The Weeping Woman of La Llorona Creek

Texas-Mexico borderlands, 1800s, a legend older than fences, tied to a river that still whispers her name.

The river remembers her cry.

On the border where Texas and Mexico come together, when treaties were not made to draw boundaries, families lived by meandering creeks shaded by mesquite and cottonwood. The Rio Grande was not a border, it was lifeblood and the villages along it were warm, full of laughter, faith and firelight tales.

And one of those tales dimmed the dreams of all the children: La Llorona.

The Story Told in Whispers

The details vary a little in each border town, but her outline will always be the same. She was once a young woman, a beautiful and proud one, most frequently – María. They say that she fell in love with a Spanish soldier; some say it was a rich ranchero. He wooed her, married her and had her two children.

But as his gaze strayed, the heart of Maria became furious. On a moonless night, when she was desperate or furious, she drowned her children in the river. When she had allowed them to sink under the black water she knew what she had done. Her screams split the night.

By daylight Maria was dead, some say by her own hand, others that she was discovered dead on the river-bank, with her dress wet and her face contorted in agony.

The First Sightings

The first written records of La Llorona sightings along the Rio Grande can be dated to the 1840s, the time of the Mexican-American War. There was a creek on which soldiers were camping, and they stated that they heard a woman crying through the mist. One said he had seen a white figure on white flying over the water. When they sought she had no foot-tracks, no trace of her – only a single wet foot-track on which no one had passed.

Newspapers began to occasionally refer to the Wailing Woman, particularly when there was a drowning. Farmers said that they heard her screams before flash floods.

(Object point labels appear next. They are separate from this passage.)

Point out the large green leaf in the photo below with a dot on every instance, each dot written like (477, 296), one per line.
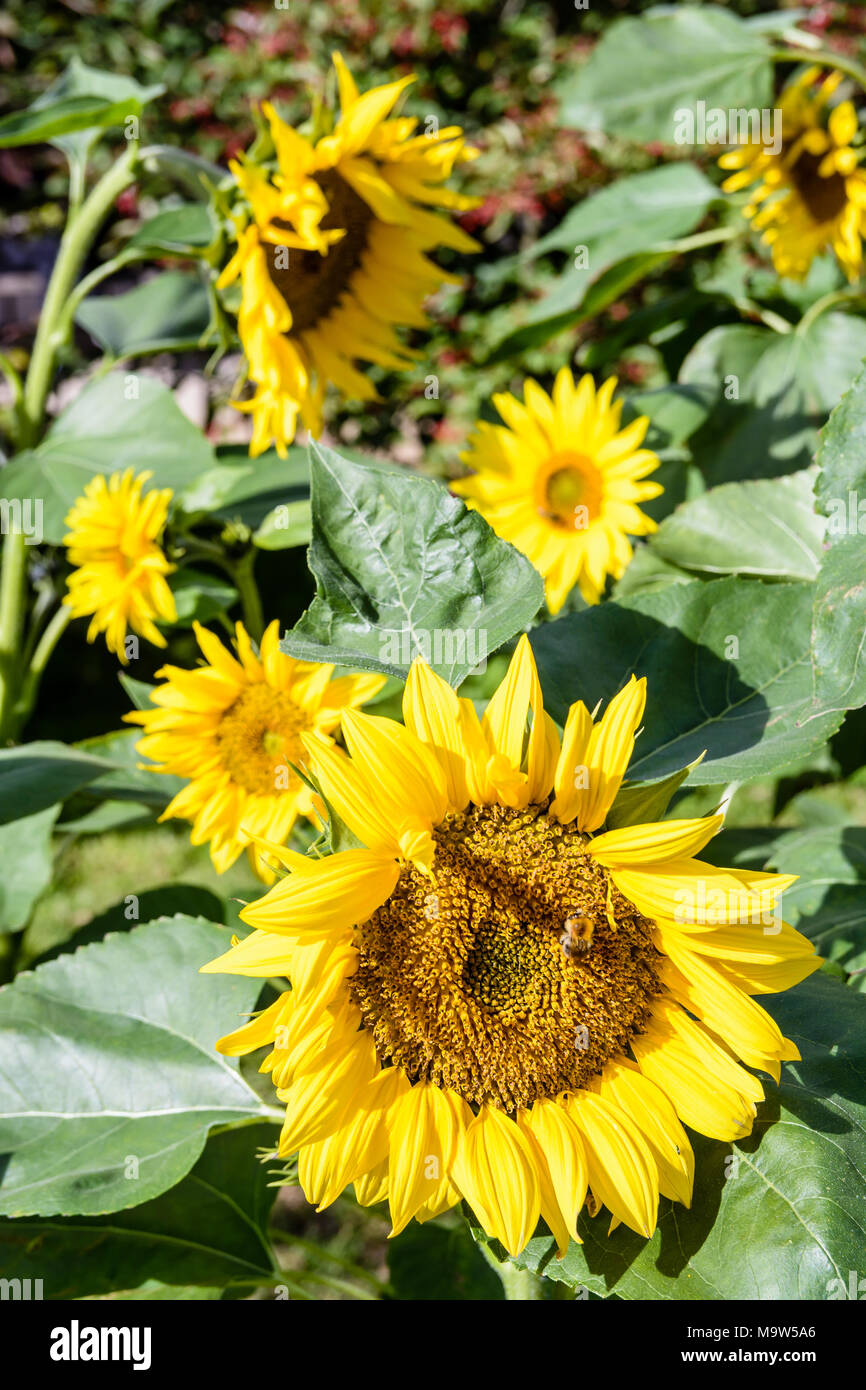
(121, 421)
(727, 667)
(167, 313)
(25, 866)
(644, 71)
(620, 232)
(114, 97)
(784, 1216)
(829, 900)
(209, 1229)
(402, 570)
(840, 601)
(769, 392)
(36, 776)
(109, 1077)
(766, 527)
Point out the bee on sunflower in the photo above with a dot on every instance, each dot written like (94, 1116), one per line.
(812, 195)
(118, 577)
(234, 727)
(439, 1041)
(331, 253)
(562, 481)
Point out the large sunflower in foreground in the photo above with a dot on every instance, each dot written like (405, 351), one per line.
(496, 1000)
(812, 195)
(118, 577)
(562, 481)
(331, 253)
(234, 729)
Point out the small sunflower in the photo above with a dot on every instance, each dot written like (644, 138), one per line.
(120, 570)
(234, 727)
(812, 195)
(331, 253)
(496, 1000)
(562, 483)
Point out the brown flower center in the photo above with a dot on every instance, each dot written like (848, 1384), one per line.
(257, 738)
(513, 973)
(569, 491)
(310, 284)
(824, 198)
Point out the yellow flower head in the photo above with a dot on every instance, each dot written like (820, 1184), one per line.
(498, 1000)
(120, 569)
(331, 253)
(234, 726)
(562, 483)
(811, 195)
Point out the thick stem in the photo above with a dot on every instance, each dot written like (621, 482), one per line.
(253, 617)
(74, 246)
(13, 577)
(29, 687)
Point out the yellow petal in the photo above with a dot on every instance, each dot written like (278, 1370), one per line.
(496, 1172)
(342, 891)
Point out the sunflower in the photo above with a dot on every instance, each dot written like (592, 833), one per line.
(120, 569)
(331, 253)
(811, 195)
(494, 997)
(234, 729)
(562, 481)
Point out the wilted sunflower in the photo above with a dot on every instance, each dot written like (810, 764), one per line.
(562, 483)
(120, 569)
(331, 253)
(496, 1000)
(811, 195)
(232, 727)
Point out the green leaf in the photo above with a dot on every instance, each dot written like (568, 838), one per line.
(63, 117)
(128, 780)
(121, 421)
(727, 667)
(287, 526)
(638, 804)
(829, 900)
(248, 489)
(199, 597)
(25, 866)
(769, 394)
(840, 601)
(766, 527)
(118, 97)
(209, 1229)
(786, 1218)
(403, 569)
(35, 776)
(167, 313)
(622, 232)
(645, 71)
(182, 231)
(107, 1069)
(431, 1264)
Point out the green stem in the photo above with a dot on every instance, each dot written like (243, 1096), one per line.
(74, 246)
(13, 578)
(520, 1285)
(822, 59)
(242, 573)
(29, 687)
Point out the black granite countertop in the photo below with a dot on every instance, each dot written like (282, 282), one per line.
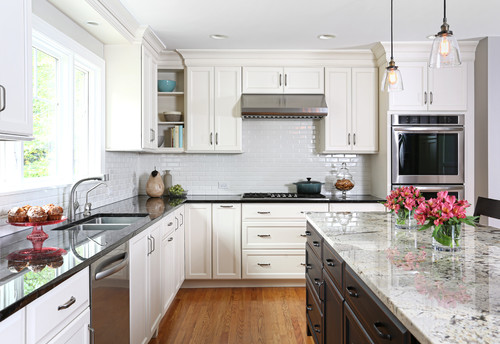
(19, 288)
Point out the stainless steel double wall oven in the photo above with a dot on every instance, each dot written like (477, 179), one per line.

The Town of La Llorona Creek

An expanse of river near Laredo, Texas, is still referred to locally as the La Llorona Creek. A boy had disappeared there in the 1870s. His mother said that she had seen a woman in white kneeling on the edge of the water last night. Her son was discovered down the river by morning. The report made by the sheriff termed it as an accident. The town called it a warning.

Parents started telling the children that they should not play near the river after the sun sets because La Llorona is searching her babies. Should she confuse you with them, she will carry you away.

Folklore Meets Fear

The legend of La Llorona was serious as opposed to ghost stories that are supposed to be thrilling. She turned into a guardian spirit in other narrations, a punisher in others. She was so close to the boundary between safety and danger that she could cry over her own children or cry over yours.

The folk healers (Mexican curanderas) occasionally used the story to safeguard children, where prayers were taught to cross the river. To this day, border communities intertwine Catholic religion with ancient customs, and place candles on the edge of the water to keep off evil spirits.

Modern Echoes

The legend of La Llorona has survived revolutions, wars and fences. People say that locals can still see her at night walking along the riverbanks, with her long black hair dripping, her dress torn and wet. Others have spotted her afar, and waved to get attention. As they come near, she disappears in haze.

Truckers in border highways narrate how they picked a weeping woman in white. She gets into their cab, and all she does is to sob. As they look back, no one is there.

Unresolved

La Llorona is it a ghost of one woman, or of sorrow? Scholars date her legend to centuries even to Aztec myths of a goddess who cried over her lost children. But in border towns nobody believes her.

Since, when the river is low, and the moonlight turns it to silver, the wind blows a sound – not quite a scream, not quite a song. And they of the La Llorona Creek say it is her, ever seeking, ever wailing.